La vigencia del mensaje de la Iglesia en los últimos pontificados confirma que el signo de la mujer es hoy más central y fecundo que nunca. Hoy nos encaminamos a celebrar los 60 años del Concilio Vaticano II, uno de los hitos más relevantes para pensar la Iglesia del futuro y su relación con el mundo. Las resoluciones del Concilio sobre el ser femenino resuenan hasta la actualidad como un toque de campanas que proclama su grandeza. Este impulso sobrepasa la valorización de la mujer puertas adentro del Pueblo de Dios; más bien, le da un rol clave en la reconquista de la Iglesia, en su proyección futura y en la comprensión de los desafíos del tiempo y de la cultura: “Ha llegado la hora en que la vocación de la mujer se cumple en plenitud, la hora en que la mujer adquiere en el mundo una influencia, un peso, un poder jamás alcanzado hasta ahora” (S.S. Juan Pablo II, 1988, n. 1).
La novedad que trae la Iglesia postconciliar es la comprensión del ser y del actuar de María —y en ella, de toda mujer— más allá de la dignidad extraordinaria que significa ser depósito del tesoro del evangelio, custodiarlo y protegerlo.
Es el mismo Señor quien da un paso más al incorporar a su Madre en el misterio de la salvación, y ratifica su misión como colaboradora en la Redención del mundo.

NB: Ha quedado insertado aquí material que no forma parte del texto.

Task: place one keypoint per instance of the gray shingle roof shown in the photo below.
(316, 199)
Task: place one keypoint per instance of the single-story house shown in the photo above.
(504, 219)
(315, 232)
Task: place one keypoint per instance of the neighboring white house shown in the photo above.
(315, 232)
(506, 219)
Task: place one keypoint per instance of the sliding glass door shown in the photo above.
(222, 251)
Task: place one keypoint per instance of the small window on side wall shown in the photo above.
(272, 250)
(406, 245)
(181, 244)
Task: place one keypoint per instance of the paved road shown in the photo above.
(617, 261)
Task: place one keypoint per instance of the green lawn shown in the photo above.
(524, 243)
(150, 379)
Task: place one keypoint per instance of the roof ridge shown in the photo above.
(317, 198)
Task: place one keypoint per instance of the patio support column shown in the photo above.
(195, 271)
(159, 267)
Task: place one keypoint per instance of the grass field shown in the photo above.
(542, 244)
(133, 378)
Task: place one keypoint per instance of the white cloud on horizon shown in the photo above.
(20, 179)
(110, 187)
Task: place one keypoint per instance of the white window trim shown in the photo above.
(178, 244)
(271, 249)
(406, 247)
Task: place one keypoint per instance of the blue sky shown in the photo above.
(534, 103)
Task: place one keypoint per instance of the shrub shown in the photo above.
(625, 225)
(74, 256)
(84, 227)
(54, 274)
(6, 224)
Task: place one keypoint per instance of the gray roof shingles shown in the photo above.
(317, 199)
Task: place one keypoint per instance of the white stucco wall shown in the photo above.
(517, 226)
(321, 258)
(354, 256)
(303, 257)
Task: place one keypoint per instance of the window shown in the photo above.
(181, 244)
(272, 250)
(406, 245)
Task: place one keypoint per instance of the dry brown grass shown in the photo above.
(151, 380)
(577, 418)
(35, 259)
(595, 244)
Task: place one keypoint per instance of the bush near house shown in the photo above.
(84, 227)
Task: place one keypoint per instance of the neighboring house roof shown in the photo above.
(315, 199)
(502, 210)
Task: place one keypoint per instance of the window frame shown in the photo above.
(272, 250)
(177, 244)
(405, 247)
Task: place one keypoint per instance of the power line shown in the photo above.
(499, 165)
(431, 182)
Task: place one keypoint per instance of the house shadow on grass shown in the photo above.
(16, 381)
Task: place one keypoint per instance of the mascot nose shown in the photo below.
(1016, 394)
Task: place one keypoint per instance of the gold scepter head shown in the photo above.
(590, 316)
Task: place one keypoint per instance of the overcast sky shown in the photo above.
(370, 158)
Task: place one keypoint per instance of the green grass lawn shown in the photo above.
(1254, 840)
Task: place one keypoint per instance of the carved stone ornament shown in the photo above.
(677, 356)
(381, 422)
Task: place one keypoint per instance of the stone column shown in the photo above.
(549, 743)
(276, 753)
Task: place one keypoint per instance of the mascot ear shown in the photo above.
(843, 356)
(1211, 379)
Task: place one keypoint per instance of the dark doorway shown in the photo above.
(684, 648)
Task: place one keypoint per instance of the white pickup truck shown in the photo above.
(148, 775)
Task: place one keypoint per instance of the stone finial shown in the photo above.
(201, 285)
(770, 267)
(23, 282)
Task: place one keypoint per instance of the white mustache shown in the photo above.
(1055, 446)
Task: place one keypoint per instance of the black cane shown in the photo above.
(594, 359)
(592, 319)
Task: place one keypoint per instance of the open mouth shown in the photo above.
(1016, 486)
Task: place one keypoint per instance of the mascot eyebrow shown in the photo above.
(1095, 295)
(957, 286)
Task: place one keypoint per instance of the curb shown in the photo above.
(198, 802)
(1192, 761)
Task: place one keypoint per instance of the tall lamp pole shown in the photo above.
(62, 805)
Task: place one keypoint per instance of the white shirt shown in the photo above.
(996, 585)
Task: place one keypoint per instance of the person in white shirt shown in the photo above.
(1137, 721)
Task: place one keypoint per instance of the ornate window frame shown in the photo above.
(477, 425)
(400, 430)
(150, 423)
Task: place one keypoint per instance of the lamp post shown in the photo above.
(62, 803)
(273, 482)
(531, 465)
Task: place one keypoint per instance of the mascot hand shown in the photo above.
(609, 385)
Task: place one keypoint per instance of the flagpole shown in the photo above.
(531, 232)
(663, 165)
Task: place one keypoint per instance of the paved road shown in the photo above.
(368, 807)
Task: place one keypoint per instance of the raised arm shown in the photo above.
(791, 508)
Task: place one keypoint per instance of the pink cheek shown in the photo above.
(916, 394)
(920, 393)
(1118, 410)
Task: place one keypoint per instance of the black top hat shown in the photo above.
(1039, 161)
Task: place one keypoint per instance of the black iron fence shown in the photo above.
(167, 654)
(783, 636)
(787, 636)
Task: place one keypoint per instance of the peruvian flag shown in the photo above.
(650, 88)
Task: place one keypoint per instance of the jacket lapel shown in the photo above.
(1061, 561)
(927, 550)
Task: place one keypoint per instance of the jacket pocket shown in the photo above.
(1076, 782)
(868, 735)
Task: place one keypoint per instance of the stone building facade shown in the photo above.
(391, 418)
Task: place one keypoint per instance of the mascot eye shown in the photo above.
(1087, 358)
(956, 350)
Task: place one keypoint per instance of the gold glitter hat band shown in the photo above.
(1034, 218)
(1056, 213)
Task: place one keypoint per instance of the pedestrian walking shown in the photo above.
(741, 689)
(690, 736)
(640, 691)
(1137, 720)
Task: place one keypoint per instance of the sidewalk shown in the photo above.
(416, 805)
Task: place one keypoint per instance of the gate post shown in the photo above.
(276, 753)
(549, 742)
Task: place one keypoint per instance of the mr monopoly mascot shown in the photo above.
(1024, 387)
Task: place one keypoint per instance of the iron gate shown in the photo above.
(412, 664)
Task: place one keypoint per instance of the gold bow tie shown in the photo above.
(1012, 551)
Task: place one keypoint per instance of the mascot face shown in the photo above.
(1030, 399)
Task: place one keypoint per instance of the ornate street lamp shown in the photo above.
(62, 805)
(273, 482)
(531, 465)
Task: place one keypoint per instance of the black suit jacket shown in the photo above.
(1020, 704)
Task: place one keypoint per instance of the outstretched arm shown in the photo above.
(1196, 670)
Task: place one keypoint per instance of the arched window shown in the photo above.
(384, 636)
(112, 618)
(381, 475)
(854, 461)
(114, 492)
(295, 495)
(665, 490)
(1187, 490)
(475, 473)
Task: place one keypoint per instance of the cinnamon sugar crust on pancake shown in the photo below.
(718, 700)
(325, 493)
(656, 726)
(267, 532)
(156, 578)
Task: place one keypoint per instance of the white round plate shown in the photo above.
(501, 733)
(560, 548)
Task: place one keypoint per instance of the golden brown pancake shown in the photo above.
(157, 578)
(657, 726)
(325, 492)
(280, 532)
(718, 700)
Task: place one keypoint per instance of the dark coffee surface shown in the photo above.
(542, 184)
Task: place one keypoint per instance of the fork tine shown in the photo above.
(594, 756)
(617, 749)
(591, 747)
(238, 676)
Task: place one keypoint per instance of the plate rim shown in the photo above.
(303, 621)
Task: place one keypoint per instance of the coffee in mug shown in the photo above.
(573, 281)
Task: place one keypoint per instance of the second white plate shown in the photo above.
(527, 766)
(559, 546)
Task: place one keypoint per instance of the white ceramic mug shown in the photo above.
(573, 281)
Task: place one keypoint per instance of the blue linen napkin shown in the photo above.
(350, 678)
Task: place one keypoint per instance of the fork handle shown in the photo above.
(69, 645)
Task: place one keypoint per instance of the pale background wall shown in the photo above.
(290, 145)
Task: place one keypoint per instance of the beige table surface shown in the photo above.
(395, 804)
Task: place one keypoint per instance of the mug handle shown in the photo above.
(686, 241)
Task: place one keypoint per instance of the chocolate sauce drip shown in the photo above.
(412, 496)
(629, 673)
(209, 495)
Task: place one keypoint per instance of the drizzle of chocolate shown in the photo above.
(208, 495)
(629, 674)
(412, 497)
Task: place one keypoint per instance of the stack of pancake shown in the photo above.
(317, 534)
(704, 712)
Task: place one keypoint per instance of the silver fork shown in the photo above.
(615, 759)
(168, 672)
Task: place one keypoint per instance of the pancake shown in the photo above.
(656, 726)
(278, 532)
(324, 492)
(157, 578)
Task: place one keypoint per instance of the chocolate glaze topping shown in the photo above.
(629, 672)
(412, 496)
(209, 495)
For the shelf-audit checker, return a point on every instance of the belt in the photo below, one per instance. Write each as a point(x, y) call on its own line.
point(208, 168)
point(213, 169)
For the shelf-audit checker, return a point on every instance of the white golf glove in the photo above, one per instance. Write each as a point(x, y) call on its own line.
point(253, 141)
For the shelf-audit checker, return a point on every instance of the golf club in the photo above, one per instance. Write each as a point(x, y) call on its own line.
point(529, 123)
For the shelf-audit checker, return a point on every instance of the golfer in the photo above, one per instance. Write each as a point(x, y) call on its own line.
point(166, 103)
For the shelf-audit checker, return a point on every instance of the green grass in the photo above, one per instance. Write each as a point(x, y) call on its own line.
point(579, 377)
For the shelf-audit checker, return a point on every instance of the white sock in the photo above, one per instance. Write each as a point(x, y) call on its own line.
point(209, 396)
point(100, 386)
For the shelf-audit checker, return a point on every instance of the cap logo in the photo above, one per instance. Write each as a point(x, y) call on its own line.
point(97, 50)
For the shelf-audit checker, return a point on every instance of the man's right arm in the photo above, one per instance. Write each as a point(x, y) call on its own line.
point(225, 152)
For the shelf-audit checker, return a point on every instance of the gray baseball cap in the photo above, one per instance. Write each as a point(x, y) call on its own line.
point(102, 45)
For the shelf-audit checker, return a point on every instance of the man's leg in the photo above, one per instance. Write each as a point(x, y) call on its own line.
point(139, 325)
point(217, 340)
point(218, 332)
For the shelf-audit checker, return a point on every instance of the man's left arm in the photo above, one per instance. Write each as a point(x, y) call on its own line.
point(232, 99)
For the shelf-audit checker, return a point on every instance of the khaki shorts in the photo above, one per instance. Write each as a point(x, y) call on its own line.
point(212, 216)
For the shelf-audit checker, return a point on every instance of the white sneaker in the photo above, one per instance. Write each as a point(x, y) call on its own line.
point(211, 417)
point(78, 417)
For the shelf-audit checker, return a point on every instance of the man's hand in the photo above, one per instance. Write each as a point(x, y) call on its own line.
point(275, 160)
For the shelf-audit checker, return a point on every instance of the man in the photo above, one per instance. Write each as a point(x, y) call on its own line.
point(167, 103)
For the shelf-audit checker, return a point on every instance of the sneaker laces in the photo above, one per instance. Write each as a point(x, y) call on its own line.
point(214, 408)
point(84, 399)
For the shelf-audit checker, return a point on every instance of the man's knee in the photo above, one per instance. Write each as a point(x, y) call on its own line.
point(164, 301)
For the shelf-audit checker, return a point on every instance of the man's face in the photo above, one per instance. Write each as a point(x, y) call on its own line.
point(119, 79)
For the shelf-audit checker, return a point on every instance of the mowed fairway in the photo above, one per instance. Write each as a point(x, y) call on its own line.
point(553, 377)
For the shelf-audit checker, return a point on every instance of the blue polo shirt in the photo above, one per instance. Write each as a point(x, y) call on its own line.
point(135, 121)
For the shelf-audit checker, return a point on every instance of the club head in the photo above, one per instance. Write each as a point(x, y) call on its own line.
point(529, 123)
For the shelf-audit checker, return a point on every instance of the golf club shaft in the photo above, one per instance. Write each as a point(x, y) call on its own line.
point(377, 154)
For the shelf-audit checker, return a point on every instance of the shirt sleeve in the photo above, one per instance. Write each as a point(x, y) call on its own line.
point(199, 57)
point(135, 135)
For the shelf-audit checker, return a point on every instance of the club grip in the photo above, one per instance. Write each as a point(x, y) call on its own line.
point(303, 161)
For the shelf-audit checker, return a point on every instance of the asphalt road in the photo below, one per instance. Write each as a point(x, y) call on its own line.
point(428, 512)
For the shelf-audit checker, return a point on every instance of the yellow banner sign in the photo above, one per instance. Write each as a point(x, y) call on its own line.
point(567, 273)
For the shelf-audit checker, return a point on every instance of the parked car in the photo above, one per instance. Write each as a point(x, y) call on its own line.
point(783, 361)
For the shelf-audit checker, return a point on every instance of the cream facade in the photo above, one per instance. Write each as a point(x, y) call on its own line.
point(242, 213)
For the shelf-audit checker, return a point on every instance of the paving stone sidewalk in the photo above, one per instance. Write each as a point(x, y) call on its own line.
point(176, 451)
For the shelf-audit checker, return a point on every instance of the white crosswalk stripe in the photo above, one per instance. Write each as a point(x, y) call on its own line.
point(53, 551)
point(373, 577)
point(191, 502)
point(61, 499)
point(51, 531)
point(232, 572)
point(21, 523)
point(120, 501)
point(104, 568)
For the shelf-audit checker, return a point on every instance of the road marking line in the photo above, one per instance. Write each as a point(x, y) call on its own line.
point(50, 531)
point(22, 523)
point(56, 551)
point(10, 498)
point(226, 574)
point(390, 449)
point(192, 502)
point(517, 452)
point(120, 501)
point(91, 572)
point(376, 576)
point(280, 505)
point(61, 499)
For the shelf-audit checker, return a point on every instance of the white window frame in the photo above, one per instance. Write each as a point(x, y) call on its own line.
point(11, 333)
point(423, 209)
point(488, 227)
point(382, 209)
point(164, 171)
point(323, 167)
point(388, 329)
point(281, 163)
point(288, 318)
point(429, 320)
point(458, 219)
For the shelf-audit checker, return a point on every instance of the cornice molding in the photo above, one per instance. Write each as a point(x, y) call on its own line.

La tradición de los santos y padres de la Iglesia reconoce desde el comienzo el lugar fundamental de María en la actividad salvífica de Cristo; San Ireneo, uno de los primeros en referirse a ella dentro del cristianismo, hablaba de María como causa salutis, causa de la salvación. Ahora bien, siempre se la sitúa en una dimensión y plano diferente al de Cristo, pero en el que participa a través de su virginidad y maternidad.
Para san Cayetano, la Santísima Virgen toca al Dios Trino, a la Divinidad misma, mediante su actividad gestadora. De hecho, lo hace de manera tan profunda y real que el mismo Señor le da el título de mediadora entre la actividad humana y su propio hacer divino. Pío XII, pastor de la Iglesia en los años más convulsionados del siglo XX, retoma esta idea al sostener que María es la estrecha colaboradora de Cristo, íntimamente asociada a su misión salvífica.
Al asumir María el título de colaboradora, su maternidad se amplía a una actividad redentora al lado del Salvador. Ante María, el corazón de Cristo se abre a obrar milagros.
Es ella quien invita al Hijo de Dios a revelar su misericordiosa benevolencia hacia la humanidad, regalando vida en abundancia y haciendo nuevas todas las cosas. Ante María, Jesús recorre el camino del vía crucis, hasta consumar el completo desprendimiento de sí mismo en la Cruz. Como colaboradora, ella acompaña al redentor en su máxima expresión de amor: dar la vida por nosotros. A imitación del Hijo, María es la Madre igualmente generosa en esa donación, ofreciéndose ella misma al pie de la Cruz en representación de la humanidad, con fidelidad inquebrantable al Salvador.
Es el momento para que la vocación de la mujer se cumpla en plenitud y que sea fermento de un mundo nuevo, a través de su actividad como colaboradora en la Obra de Redención de Cristo. Ha llegado la hora en que la mujer, a imagen de María, asuma los desafíos del tiempo y de la cultura, y que se inserte en todo espacio como levadura del Reino.
En una mirada retrospectiva, tras casi 60 años del Concilio, ¿cuál es la vigencia de este mensaje? ¿Tendremos que seguir esperando o efectivamente ha llegado la hora de la mujer? ¿Cómo la mujer puede vivir este mensaje al interior de la Iglesia?